I will add to those numbers, so that discussion, because I think, I clearly don't understand the calculation, but I think you are calling it a bit on the lower side. If I can separate it out in the development and services business in the small molecule development and clinical manufacturing business in the small molecule, which is not Zoetis, not biologics. I'll not like to call out Zoetis separately, but not biologics, it's also seeing very strong growth. The research service business consists of two parts. One is discovery services, one is dedicated centers. The dedicated center obviously grows incrementally with whatever little expansion has, but generally goes through the extension that we can take care of the inflationary adjustments that we need to do.
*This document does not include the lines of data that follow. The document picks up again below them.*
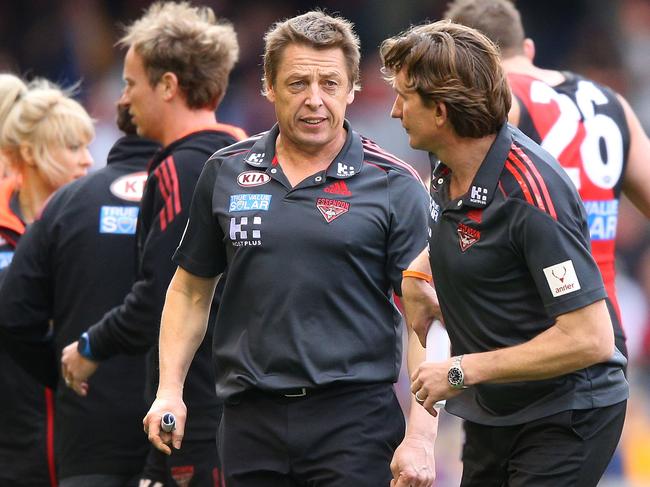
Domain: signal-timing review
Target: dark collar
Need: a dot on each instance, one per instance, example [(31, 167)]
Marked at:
[(347, 163), (485, 182)]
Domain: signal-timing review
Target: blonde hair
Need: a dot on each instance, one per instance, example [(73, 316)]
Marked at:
[(44, 117), (189, 42), (12, 88)]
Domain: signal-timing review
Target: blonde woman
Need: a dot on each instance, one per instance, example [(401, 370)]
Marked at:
[(44, 137)]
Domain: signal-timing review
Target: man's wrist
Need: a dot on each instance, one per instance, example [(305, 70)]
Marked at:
[(83, 347)]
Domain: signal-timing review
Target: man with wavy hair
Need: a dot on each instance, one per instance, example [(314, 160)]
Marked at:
[(534, 372), (176, 73)]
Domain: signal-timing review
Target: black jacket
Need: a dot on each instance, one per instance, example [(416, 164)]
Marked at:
[(134, 326), (73, 265)]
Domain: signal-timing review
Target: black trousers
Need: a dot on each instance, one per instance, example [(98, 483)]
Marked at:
[(196, 464), (333, 437), (568, 449)]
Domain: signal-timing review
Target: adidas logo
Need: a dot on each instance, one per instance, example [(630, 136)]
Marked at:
[(339, 187)]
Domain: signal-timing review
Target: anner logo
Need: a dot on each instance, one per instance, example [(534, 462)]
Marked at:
[(467, 236), (332, 209), (248, 179), (562, 278)]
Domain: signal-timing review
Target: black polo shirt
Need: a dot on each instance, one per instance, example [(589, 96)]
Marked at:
[(311, 269), (508, 257)]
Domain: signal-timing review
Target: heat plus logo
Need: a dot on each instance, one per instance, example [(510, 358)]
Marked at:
[(246, 231), (562, 278), (434, 209), (478, 195), (343, 170)]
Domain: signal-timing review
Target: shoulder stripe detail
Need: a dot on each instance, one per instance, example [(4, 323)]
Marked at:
[(237, 132), (520, 180), (169, 189), (533, 169), (373, 149), (375, 165), (532, 184), (503, 191)]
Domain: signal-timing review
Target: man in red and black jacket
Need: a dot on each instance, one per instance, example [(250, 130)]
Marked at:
[(591, 130), (55, 286), (25, 398), (172, 98)]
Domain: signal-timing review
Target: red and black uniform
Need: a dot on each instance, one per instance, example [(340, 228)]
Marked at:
[(74, 263), (583, 125), (133, 326), (26, 408)]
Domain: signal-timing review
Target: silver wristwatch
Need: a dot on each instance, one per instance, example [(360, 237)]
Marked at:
[(455, 376)]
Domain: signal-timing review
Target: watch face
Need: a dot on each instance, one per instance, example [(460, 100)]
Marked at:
[(455, 377)]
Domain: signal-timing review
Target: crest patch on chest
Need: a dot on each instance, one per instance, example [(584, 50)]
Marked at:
[(332, 209), (467, 236)]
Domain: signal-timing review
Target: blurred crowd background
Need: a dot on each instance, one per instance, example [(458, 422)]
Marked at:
[(73, 41)]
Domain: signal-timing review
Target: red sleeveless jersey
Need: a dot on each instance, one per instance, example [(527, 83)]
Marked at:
[(583, 125)]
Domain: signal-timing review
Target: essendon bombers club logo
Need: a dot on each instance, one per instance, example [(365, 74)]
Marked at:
[(467, 236), (332, 209)]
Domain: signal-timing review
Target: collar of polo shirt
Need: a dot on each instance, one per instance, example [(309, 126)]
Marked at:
[(484, 185)]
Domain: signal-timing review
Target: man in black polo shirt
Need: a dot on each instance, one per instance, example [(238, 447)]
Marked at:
[(316, 225), (534, 371)]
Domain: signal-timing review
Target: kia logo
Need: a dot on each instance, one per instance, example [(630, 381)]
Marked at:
[(129, 187), (252, 178)]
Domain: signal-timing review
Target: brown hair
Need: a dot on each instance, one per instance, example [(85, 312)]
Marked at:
[(497, 19), (189, 42), (314, 29), (455, 65)]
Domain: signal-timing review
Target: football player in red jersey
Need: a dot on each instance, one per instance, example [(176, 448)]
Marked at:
[(589, 128)]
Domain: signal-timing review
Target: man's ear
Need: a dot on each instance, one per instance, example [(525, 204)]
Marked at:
[(269, 91), (169, 85), (440, 114), (350, 98), (529, 49)]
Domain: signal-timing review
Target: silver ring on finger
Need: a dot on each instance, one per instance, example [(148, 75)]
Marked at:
[(418, 398)]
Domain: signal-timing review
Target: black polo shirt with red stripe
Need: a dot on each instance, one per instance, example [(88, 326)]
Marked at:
[(508, 257), (307, 299)]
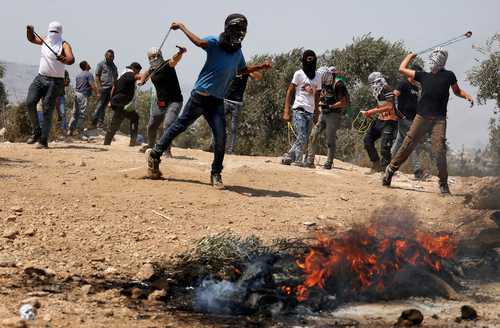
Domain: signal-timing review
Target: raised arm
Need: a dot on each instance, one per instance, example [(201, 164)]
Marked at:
[(191, 36), (177, 57), (289, 94), (462, 94), (256, 68), (30, 35), (403, 68)]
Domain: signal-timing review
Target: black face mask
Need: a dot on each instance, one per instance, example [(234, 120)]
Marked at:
[(235, 29), (309, 61)]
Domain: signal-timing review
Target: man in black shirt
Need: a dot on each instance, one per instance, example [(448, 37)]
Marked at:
[(333, 101), (407, 93), (385, 125), (233, 101), (121, 96), (431, 114), (168, 93)]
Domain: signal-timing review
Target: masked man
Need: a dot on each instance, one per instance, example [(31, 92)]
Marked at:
[(122, 96), (333, 101), (49, 83), (224, 61), (168, 92), (306, 85), (385, 125), (431, 114)]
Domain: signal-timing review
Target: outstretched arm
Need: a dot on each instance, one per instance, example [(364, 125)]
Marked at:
[(403, 68), (191, 36), (256, 68), (462, 94), (30, 35), (177, 57)]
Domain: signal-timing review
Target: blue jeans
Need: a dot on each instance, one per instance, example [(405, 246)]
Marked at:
[(49, 89), (102, 104), (302, 123), (212, 110)]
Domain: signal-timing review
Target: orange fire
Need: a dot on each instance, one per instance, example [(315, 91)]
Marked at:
[(370, 255)]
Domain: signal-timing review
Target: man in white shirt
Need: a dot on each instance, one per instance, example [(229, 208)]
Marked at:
[(49, 83), (306, 85)]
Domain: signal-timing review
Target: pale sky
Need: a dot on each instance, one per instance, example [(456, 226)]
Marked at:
[(131, 27)]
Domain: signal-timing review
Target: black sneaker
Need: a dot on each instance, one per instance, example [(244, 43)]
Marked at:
[(389, 173), (153, 164), (216, 181), (42, 145), (444, 188), (34, 138)]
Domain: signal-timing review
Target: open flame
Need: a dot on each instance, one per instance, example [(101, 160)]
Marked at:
[(370, 256)]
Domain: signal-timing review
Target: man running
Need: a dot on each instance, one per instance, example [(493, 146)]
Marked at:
[(106, 74), (224, 61), (333, 101), (49, 83), (121, 97), (233, 102), (431, 114), (168, 93), (385, 124), (84, 85), (407, 93), (306, 85)]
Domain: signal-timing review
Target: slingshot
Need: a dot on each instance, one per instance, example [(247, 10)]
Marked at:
[(447, 43)]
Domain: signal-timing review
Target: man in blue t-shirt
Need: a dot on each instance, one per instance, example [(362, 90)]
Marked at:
[(224, 61)]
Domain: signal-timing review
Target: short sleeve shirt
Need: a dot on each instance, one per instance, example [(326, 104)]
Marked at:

Discovery Services is growing at a rate which is not as high as last year, as Jonathan mentioned, but it's growing at a rate which is nothing to be unhappy about. Obviously, biologics is doing very, very well, and Zoetis is.

Operator

Please stay connected. Line for the management disconnected. Ladies and gentlemen, please stay connected while we rejoin the management back to the call. Ladies and gentlemen, thank you for your patience. We have the line for the management reconnected. Sir, you may go ahead.

Jonathan Hunt
Managing Director and CEO, Syngene International

Oh, thank you. Sorry about that. We were cut off in our prime. I'm not sure who's got the honor of throwing out the next question.

Utsav Mehta
Fund Manager, Edelweiss Asset Management

Yeah. This is me.

Jonathan Hunt
Managing Director and CEO, Syngene International

Please go ahead.

Utsav Mehta
Fund Manager, Edelweiss Asset Management

Yeah, squeezing my second question. Just a data point, guys. If you could just share the IRR or the hurdle rate that you guys are broadly using for your acquisition, would be really useful?

Jonathan Hunt
Managing Director and CEO, Syngene International

Yeah, that's not something I think... Has any company disclosed that?

Utsav Mehta
Fund Manager, Edelweiss Asset Management

Fair enough.

Jonathan Hunt
Managing Director and CEO, Syngene International

I've never known any public company do it. Partly because if I tell you, I've told everybody I'm ever going to negotiate with in the future, what my hurdle rate is, and therefore, it really doesn't make it something of an asymmetric negotiation. Forgive me if we don't, but, we've got a pretty good discipline around thinking around returns beyond the cost of capital over the lifetime of the asset. Which is at least what our shareholders and long-term investors would want to hear.

Utsav Mehta
Fund Manager, Edelweiss Asset Management

Great. Great. Thank you so much for your time, guys, and good luck.

Jonathan Hunt
Managing Director and CEO, Syngene International

Thank you.

Operator

Thank you very much. Ladies and gentlemen, due to time constraint, that was our last question. I now hand the conference to Miss Avantika Mishra for closing comments.

Moderator

Thank you everyone for joining today's call. We are sorry for the brief interruption in between. However, if you have any further queries, please do get in touch with our team, and we will be happy to get back to you. Have a good day, and thank you once again.

Operator

Ladies and gentlemen, on behalf of Syngene International, that concludes this conference. Thank you for joining us. You may now disconnect your lines.